Have you ever had to do something you really didn’t want to, but knew you had to? It seems to be the theme around our house of late. God calling us to step out of our comfort zones and walk in obedience to Him. I won’t go into my husband’s story—that’s his to tell. For me, it’s flying across the country to attend a writer’s conference I’ve never been to with hundreds (maybe thousands) of people I’ve never met. Rather than sell my book ideas (which my agents says is her job), I have to sell myself. Not a comfortable position for me. Fortunately, I don’t think it is for many writers. We tend to fall into the category of people who would rather spend time holed up in front of our computer screens than schmoozing with strangers.
But that isn’t even the most worrisome part of it. It’s the traveling that has me anxious. I don’t care much for flying, but I can handle it as long as it’s a smooth flight. I’ve rarely traveled without my take-control-world-traveler husband. He’s the one who drives to and from the airport, directs us to the correct airline terminal and has me laughing through security. He actually keeps my driver’s license and ticket until we board the plane. I know, pathetic, huh? He holds my hand when we take off and land and soothes me when I fear we’re going to miss our connecting flight. And when there’s turbulence—he’s my rock.
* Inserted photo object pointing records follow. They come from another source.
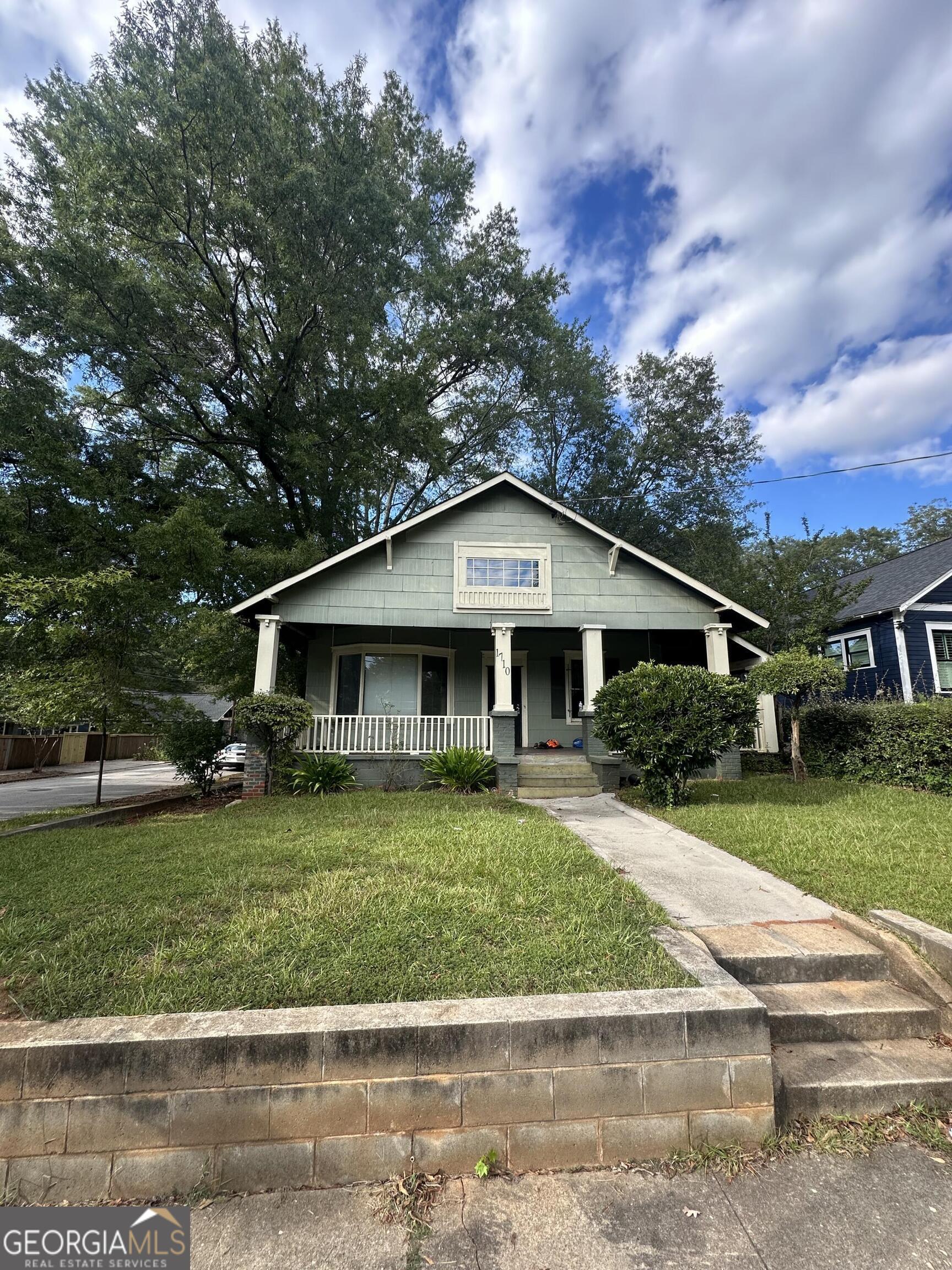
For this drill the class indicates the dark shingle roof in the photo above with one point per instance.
(216, 708)
(895, 582)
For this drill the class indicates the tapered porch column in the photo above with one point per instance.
(592, 665)
(503, 663)
(719, 663)
(267, 663)
(716, 641)
(503, 713)
(604, 766)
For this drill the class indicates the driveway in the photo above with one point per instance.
(122, 778)
(891, 1210)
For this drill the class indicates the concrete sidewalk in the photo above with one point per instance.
(697, 883)
(122, 778)
(891, 1210)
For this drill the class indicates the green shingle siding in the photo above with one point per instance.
(419, 590)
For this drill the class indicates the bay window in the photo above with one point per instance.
(391, 681)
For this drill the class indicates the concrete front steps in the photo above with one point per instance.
(846, 1039)
(555, 774)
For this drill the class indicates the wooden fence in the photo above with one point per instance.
(73, 747)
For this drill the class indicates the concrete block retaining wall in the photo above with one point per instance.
(156, 1106)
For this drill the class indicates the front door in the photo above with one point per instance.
(517, 699)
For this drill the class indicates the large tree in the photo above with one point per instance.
(664, 465)
(274, 276)
(796, 582)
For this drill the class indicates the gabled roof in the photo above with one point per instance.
(900, 582)
(457, 501)
(215, 708)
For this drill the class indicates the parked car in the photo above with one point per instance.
(232, 757)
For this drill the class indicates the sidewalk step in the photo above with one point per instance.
(794, 953)
(845, 1010)
(544, 776)
(858, 1077)
(562, 790)
(564, 767)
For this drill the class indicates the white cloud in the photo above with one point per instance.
(805, 140)
(804, 143)
(886, 406)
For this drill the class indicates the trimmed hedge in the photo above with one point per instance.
(888, 742)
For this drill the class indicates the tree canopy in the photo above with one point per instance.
(251, 316)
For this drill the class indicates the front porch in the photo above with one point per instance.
(383, 694)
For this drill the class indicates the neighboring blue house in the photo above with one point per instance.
(896, 636)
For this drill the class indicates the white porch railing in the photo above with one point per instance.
(402, 734)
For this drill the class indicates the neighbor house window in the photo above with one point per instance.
(503, 577)
(853, 650)
(942, 657)
(403, 681)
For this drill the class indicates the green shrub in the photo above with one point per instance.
(274, 720)
(672, 722)
(888, 742)
(322, 774)
(798, 676)
(192, 741)
(462, 769)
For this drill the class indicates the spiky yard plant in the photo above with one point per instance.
(322, 774)
(462, 769)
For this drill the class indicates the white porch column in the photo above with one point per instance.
(769, 724)
(503, 665)
(593, 675)
(267, 663)
(716, 641)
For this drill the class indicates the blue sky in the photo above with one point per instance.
(770, 181)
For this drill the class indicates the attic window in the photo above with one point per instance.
(503, 577)
(502, 572)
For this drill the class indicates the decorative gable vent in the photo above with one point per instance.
(508, 577)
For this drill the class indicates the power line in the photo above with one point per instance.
(776, 481)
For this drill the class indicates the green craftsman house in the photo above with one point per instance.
(490, 620)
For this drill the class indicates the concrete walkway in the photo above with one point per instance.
(122, 778)
(891, 1210)
(699, 884)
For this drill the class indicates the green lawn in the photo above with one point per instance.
(293, 902)
(856, 846)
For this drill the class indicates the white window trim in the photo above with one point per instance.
(522, 661)
(376, 650)
(507, 600)
(929, 629)
(843, 638)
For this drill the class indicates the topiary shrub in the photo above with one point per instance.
(192, 741)
(274, 720)
(672, 722)
(461, 769)
(322, 774)
(798, 676)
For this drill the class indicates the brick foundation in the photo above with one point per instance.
(256, 783)
(252, 1100)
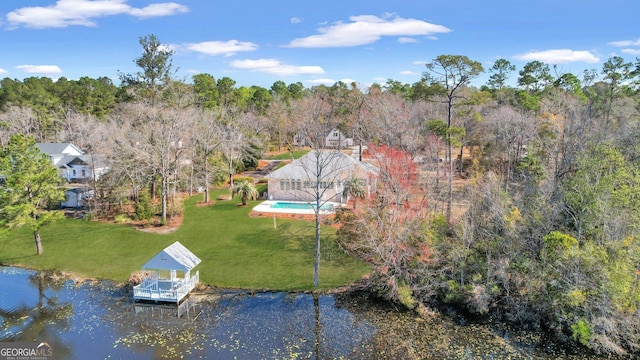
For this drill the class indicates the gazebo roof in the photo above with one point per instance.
(173, 257)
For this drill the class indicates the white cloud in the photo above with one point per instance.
(159, 9)
(367, 29)
(66, 13)
(273, 66)
(409, 72)
(322, 81)
(634, 52)
(221, 48)
(559, 56)
(406, 40)
(40, 69)
(624, 43)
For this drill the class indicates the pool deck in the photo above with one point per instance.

So, why am I going when it sounds about as thrilling as having a root canal? Because it’s the next step on this crazy road God has me traveling. Five years ago, when I attended my first Mount Hermon Christian Writer’s Conference, I was literally sick on the drive down to Santa Cruz. I thought for sure I had the flu—nauseous, chills, headache. It turned out it was a panic attack—fear of stepping into a world I knew nothing about. It got easier the following year, and the following. Until last March, when I wandered onto the conference grounds, I felt as comfortable as I do in my own church. So, it was pretty easy. God forbid, we get too comfortable with our lives.
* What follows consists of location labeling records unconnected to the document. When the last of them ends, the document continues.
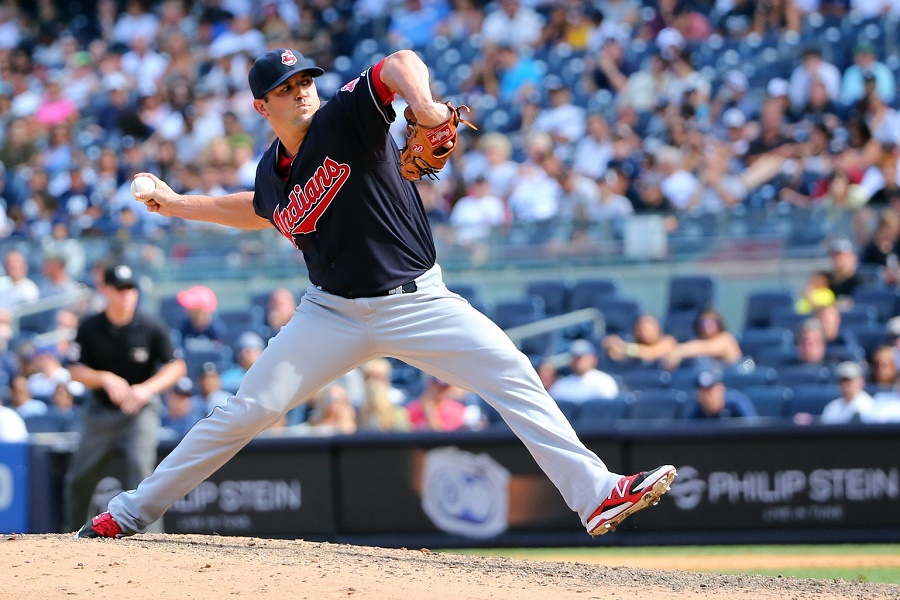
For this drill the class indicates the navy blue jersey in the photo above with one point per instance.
(361, 226)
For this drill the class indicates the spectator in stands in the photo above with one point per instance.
(854, 402)
(45, 372)
(853, 84)
(585, 382)
(884, 247)
(650, 342)
(844, 277)
(476, 215)
(713, 343)
(12, 427)
(21, 401)
(56, 280)
(714, 401)
(563, 120)
(331, 412)
(438, 408)
(810, 343)
(126, 358)
(512, 24)
(380, 410)
(209, 387)
(247, 349)
(380, 370)
(812, 68)
(201, 328)
(182, 409)
(16, 288)
(776, 15)
(281, 307)
(883, 370)
(836, 335)
(815, 293)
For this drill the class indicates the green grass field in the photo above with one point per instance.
(865, 562)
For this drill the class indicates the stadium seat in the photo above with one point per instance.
(769, 400)
(740, 377)
(646, 378)
(754, 340)
(587, 292)
(172, 313)
(886, 300)
(680, 324)
(554, 292)
(221, 356)
(511, 313)
(760, 305)
(619, 314)
(663, 404)
(796, 375)
(691, 292)
(811, 398)
(602, 410)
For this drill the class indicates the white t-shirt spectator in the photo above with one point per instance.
(579, 388)
(12, 427)
(473, 218)
(523, 28)
(840, 411)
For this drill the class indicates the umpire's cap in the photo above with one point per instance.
(272, 68)
(120, 277)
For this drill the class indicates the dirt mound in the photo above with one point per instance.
(161, 566)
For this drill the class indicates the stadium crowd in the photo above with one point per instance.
(589, 113)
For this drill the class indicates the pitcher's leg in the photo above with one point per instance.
(318, 345)
(467, 349)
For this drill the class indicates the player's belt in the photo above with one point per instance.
(406, 288)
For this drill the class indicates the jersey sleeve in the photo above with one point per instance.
(362, 106)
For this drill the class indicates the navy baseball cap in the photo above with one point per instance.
(274, 67)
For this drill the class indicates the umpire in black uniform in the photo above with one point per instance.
(127, 359)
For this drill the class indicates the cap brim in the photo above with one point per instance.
(313, 72)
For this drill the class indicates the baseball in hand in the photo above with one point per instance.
(142, 184)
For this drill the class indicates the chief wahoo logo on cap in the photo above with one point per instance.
(288, 58)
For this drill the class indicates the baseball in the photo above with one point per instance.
(142, 184)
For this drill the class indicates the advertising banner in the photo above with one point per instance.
(14, 488)
(267, 490)
(798, 482)
(468, 488)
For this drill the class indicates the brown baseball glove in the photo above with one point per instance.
(425, 152)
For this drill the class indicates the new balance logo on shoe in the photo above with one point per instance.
(103, 525)
(629, 495)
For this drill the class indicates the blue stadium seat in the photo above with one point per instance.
(602, 410)
(797, 375)
(510, 313)
(568, 408)
(587, 292)
(646, 378)
(554, 292)
(754, 340)
(786, 318)
(769, 400)
(47, 423)
(739, 377)
(859, 314)
(760, 305)
(171, 312)
(619, 314)
(657, 404)
(680, 323)
(886, 300)
(221, 356)
(812, 398)
(692, 292)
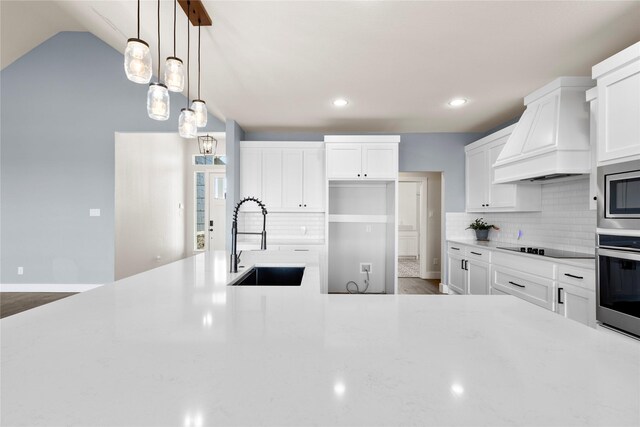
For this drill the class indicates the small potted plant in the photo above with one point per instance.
(482, 229)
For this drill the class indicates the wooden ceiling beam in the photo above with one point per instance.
(198, 14)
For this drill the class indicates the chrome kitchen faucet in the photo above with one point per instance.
(235, 258)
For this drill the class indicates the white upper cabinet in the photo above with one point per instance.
(350, 159)
(482, 195)
(286, 176)
(344, 161)
(619, 106)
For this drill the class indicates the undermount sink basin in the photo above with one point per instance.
(272, 276)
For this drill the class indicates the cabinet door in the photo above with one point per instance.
(479, 277)
(476, 179)
(292, 178)
(313, 181)
(250, 175)
(457, 276)
(344, 161)
(272, 178)
(618, 112)
(379, 161)
(577, 304)
(500, 195)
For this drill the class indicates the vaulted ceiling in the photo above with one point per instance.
(277, 65)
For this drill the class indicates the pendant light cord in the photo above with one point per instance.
(199, 26)
(158, 41)
(138, 19)
(188, 50)
(175, 2)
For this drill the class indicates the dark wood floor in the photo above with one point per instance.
(414, 285)
(15, 302)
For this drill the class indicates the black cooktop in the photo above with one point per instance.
(551, 253)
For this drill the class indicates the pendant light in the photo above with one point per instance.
(158, 95)
(187, 121)
(137, 58)
(198, 105)
(173, 67)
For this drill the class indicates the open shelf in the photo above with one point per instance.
(380, 219)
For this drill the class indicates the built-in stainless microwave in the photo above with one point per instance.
(619, 196)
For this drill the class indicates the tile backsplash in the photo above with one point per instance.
(565, 221)
(283, 226)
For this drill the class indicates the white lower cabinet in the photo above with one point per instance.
(456, 274)
(468, 272)
(576, 303)
(566, 289)
(479, 277)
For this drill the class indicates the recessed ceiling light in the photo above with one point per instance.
(457, 102)
(340, 102)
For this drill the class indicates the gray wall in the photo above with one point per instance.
(235, 134)
(61, 105)
(419, 152)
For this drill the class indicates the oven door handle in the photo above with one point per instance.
(619, 254)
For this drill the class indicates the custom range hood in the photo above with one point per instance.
(551, 139)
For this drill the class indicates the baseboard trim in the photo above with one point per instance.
(46, 287)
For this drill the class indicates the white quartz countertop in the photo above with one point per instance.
(176, 346)
(495, 246)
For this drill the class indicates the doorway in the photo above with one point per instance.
(217, 211)
(419, 232)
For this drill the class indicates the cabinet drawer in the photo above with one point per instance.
(528, 264)
(456, 249)
(536, 290)
(583, 277)
(472, 252)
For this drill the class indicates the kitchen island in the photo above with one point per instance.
(177, 346)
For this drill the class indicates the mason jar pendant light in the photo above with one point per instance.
(198, 105)
(137, 58)
(173, 67)
(158, 95)
(187, 121)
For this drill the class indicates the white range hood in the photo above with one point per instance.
(551, 139)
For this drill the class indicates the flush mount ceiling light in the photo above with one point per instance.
(457, 102)
(198, 105)
(137, 58)
(158, 94)
(173, 67)
(340, 102)
(187, 121)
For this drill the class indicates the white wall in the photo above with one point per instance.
(564, 223)
(150, 201)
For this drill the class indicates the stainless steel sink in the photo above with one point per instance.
(272, 276)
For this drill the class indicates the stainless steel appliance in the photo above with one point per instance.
(551, 253)
(618, 289)
(619, 196)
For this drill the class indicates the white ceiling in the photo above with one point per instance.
(277, 65)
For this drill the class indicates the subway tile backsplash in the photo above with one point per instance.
(283, 226)
(565, 221)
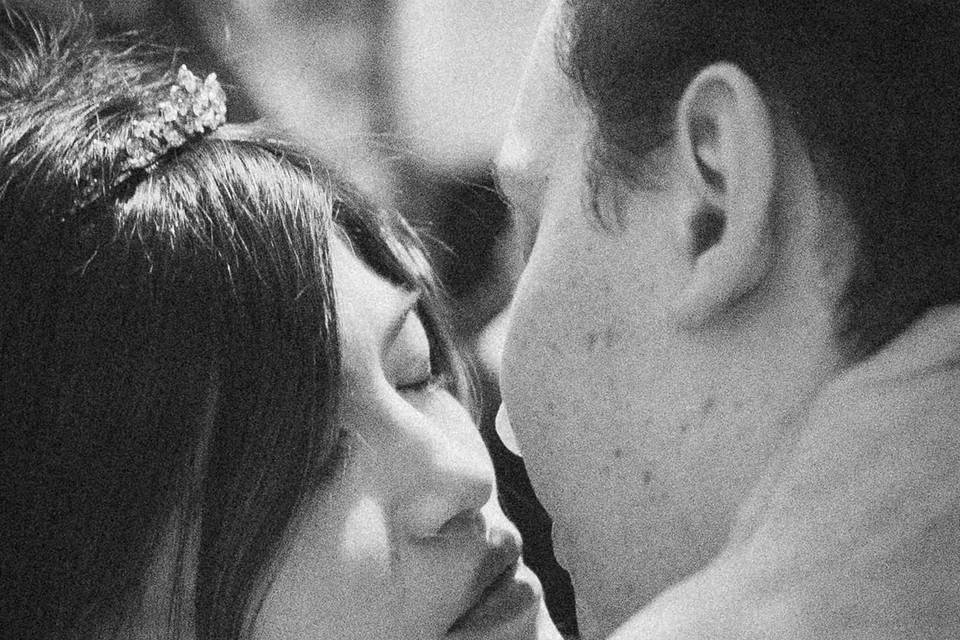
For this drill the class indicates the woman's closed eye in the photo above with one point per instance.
(410, 362)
But what really motivates me to go is that so many times when I’ve stepped out in faith, it’s lead to something bigger than I could ever foresee. It might not be apparent at the conference, or even in the next month or so. But God obviously sees the big picture—is the Author of the big picture—and nothing we do is wasted. The people I’ve met through the Mount Hermon Conference have become an instrumental part of my life. Friends that I couldn’t imagine not having now like Joanne Kraft and Chris Pedersen. I first saw Steve Laube, literary agent, at that first conference and knew I wanted to be represented by his agency. I am now a client of Karen Ball’s, of the Steve Laube Literary Agency. I suspect that wouldn’t have occurred had I not continued to attend a conference that made me literally sick the first time out.
If we stay holed up in comfort and never adventure out, we’ll never know what blessings God has in store for us. How many opportunities were missed because of fear of failure? How many friendships never took place because we were too afraid to make the first move? So, although I’m not excited about attending ACFW (American Christian Fiction Writers) Conference, I know that whatever happens, God is in charge. The truth is, I won’t really be traveling alone. My heavenly Father will be with me through every step, bump and misstep, leading me where He would have me go. That brings such comfort!
Your turn. Have you ever stepped out of your comfort zone and discovered unexpected blessing for your effort?